20 thoughts on “Tuesday Talk*: To Cover Or Not To Cover Trump

  1. Miles

    I watched the interview. It’s a bore. He rambles semi-coherently. He can’t stay on topic. His command of language is poor. He mostly says nothing at painful length.

    What if they aired an interview and nobody cared?

  2. Dan

    The media “should” do a lot of things that they aren’t doing, but it’s long since been obvious to anyone watching that they’re nothing more than the propaganda arm of the progressives. And thus it is a core value for them to prevent Trump’s election.

  3. Nigel Declan

    All this hand-wringing now about not providing Trump a platform strikes me as more of an effort by the media to cover their hindquarters than to fulfil any sort of legitimate journalistic function. They had a chance to ignore Trump following his 2020 election loss, once he was no longer President, denying him the thing he seems to crave most: attention. Instead, they talked about him ad nauseum, often shoehorning him into stories that had nothing to do with him because they felt compelled to demonize him at every possible turn.

    1. Tom B

      Well said. The incessant media coverage after 2020 to recover viewers lost after the election makes the calls for a principled stand now seem more than a little hypocritical.

  4. Mike V

    “ In a saner world, a presidential candidate suggesting that the chairman of the joint chiefs of staff should be put to death would be a big deal, not to mention the sort of assertion that would kill any presidential aspirations and raise serious questions of the need for committment for mental health observation.”

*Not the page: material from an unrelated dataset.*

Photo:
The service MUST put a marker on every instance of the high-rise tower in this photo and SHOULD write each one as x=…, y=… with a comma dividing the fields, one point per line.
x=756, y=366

    That isn’t what Trump said, but I’ve gotten used to his words being misrepresented when is suits people to do so.
    Sadly, quoting him accurately would serve as well. It would highlight his sense of grievance and desire to settle scores if re-elected.

    1. David

      It’s not a quote, and it’s a very fair characterization of what Trump “suggested.” You may be a bit too sensitive about it.

      1. Grant

        Looking up the wording, Trump said Milley committed “an act so egregious that, in times gone by, the punishment would have been DEATH.”

        So it is a bit of an exaggeration to say he called for Milley’s execution–not much, but a bit.

        If you plug this back into the article, it’s point still logically follows.

        1. SHG Post author

          Ima type this really, really slow. Where in the post does it say “he called for Milley’s execution”? Why does this need to be said?

          1. Mike V

            Your exact words were “… a presidential candidate suggesting that the chairman of the joint chiefs of staff should be put to death would be a big deal,”

            How big is the step from “suggesting” to “called for?”

  5. Jake

    I’m not sure even Newton Minow could have imagined how bad this would all turn out. I keep hoping thoughtful and educated conservatives will one day come to the realization that some things are too important to be managed by the vagaries of accumulated self-interest.

  6. Mark Daniel Myers

    If the media truly hated Trump, as these selectively myopic defenders posit, they would interview him more, and get more confessions out of him.

  7. C. Dove

    Shouldn’t the question be how to cover Trump, rather than whether to cover him in the first place? If there was no coverage, at least on something other than the Robin Byrd show, then Trump would very likely respond by becoming increasingly outrageous if for no other reason than to get attention. Giving Trump airtime is similarly fraught with peril. Why not take the middle ground and cover him in, say, a BBC-esque manner? Bland and factually accurate yet detached. “President Trump issued a statement today. In other news, King Charles took a walk. And now, the weather.”

  8. Pedantic Gammar Police

    All of this talk about not covering Trump is pure sophistry. Trump is the star of the show. Without Trump, they would have nothing. Most of their audience has already left in search of real news and honest commentary. The ones who remain are there to see Trump. The “conservative” MSM viewers love to love him, and the “liberal” viewers love to hate him. Either way, he is the main attraction.